Up until recently, treatments for hepatitis C were modestly effective. Patients were given a cocktail of drugs plus injections of interferon for 24 - 48 weeks and cure rates range from 40 - 80%, depending on the severity of the disease. However, these drugs are poorly tolerated, particularly the interferon component which causes flu-like symptoms in patients. As a result, many with hepatitis C often eschew treatment.
However, there is new hope for hepatitis C patients. A breakthrough drug from Gilead, Sovaldi, is a pill that cures hepatitis C in more than 90% of patients in just 12 weeks. Furthermore, it is safer than the older regimens and is roughly 20% cheaper than the older treatments. One would think that the maker of such a wonder drug would be hailed for providing a major medical advance.
This is exciting news, because 3.2 million people in the U.S. have a chronic hepatitis infection, and statistics suggest that 5 to 20 percent of them will end up with cirrhosis of the liver, and 4 percent will develop liver cancer. Those are big numbers, which makes Sovaldi a big deal.
The catch is that Sovaldi is priced at $84,000 for a full course of treatment. Medicaid programs and prisons are dithering about whether to pay for it, and insurers aren’t so happy, either. The implication is that Sovaldi should cost a lot less so that insurers and the government don’t have to pay so much for it.

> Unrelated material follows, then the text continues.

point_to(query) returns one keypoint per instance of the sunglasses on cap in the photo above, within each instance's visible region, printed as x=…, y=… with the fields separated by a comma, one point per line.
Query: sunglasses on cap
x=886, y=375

But wait, you will say -- Sovaldi is cheaper elsewhere. Clearly the company can sell it for less, so shouldn’t it?
As always in the development of pharmaceuticals, we have once again washed up on the shoals of marginal versus average cost pricing. Drug development has a very high fixed cost, thanks to all the research needed to find drugs and bring them to market. The cost of actually making the pills, on the other hand, is trivial. So the optimal pricing strategy -- for everyone, not just pharmaceutical companies -- is to charge rich countries a lot and sell the drug at near-marginal cost in poor countries. If the rich countries insist that they should also get the drug near-marginal cost, then they benefit in the short term. But over the long run, the company loses money on its products, and then we don’t get any new drugs.
That gets the drug in as many hands as possible while still providing the incentive, and the cash flow, to research new drugs. This is one reason we shouldn’t be that unhappy that the U.S. shoulders a disproportionate share of the cost of drug development.
Yet when I look at it, Sovaldi seems like a bargain. Here’s a drug that likely cost hundreds of millions to develop and bring to market. It has a 10-year patent life to recoup its costs and make some money for the developers. It’s better than earlier treatments and, according to LaMattina, 20 percent cheaper; it largely negates the need for liver transplants, which cost a few hundred thousand a pop. It also, of course, means longer and healthier lives for people infected with hepatitis C.
Why does this make us so angry?
I suspect it’s for the same reasons that we get upset when we hear of people working for nonprofits who make healthy salaries.
Ever noticed that? How bitterly folks complain when some guy working for a charity makes ... well, somewhat less than what he’d make if he were doing the same thing for a similar-sized private firm but more than he’d make if he’d taken a vow of poverty? Cue the outrage. Occasionally from people who make more than the vilified executive.
We seem to have the deep-seated idea that if someone is helping other people, they ought to be doing it from the wellsprings of goodness, rather than to pay the mortgage. What is he to do about his mortgage? the critics never ask. It is not enough to devote your life to doing good works. You must also donate a substantial portion of your earning power to the people you are helping -- often a far higher percentage of your earning power, I must point out, than any of the people complaining about how well you are paid.
Then we complain that government executives and nonprofit leaders don’t do a very good job. That these complaints often come from conservatives, who are otherwise very good at explaining that markets work and incentives matter, is a matter of no small amusement.
So, too, with almost any corporation in the health-care field, and especially pharma. The more valuable the drugs they create, the louder we complain that they expect to be paid in cash money, rather than the love and admiration of their fellow man.
Now, maybe Sovaldi actually doesn’t provide good value for the money. Maybe the insurance lobby and Medicaid administrators have good data showing that it’s just not worth that much to cure hepatitis C quickly and with minimal side effects. But so far, I haven’t seen that -- just complaints that they don’t want to pay that much.
This is an argument you can expect to hear a lot more in the future. Drug discovery is hard and getting harder. Third-party payers are getting more centralized and more cost-conscious.
The good news is that we’re actually having a conversation about the cost of drugs, rather than blindly telling third parties to pay for anything at all, or, conversely, having them stealthily make these decisions out of the public eye. The bad news is that this conversation isn’t yet very good. Instead of complaining that Sovaldi is expensive, we should be discussing trade-offs. Do we want to cure hundreds of thousands of cases of cirrhosis, at a cost of tens of millions of dollars? Are we willing to risk reducing the return on pharmaceutical research to so low that we lose a lot of valuable new drugs?
That’s a debate worth having. “Should people in the helping professions make a decent income” probably isn’t.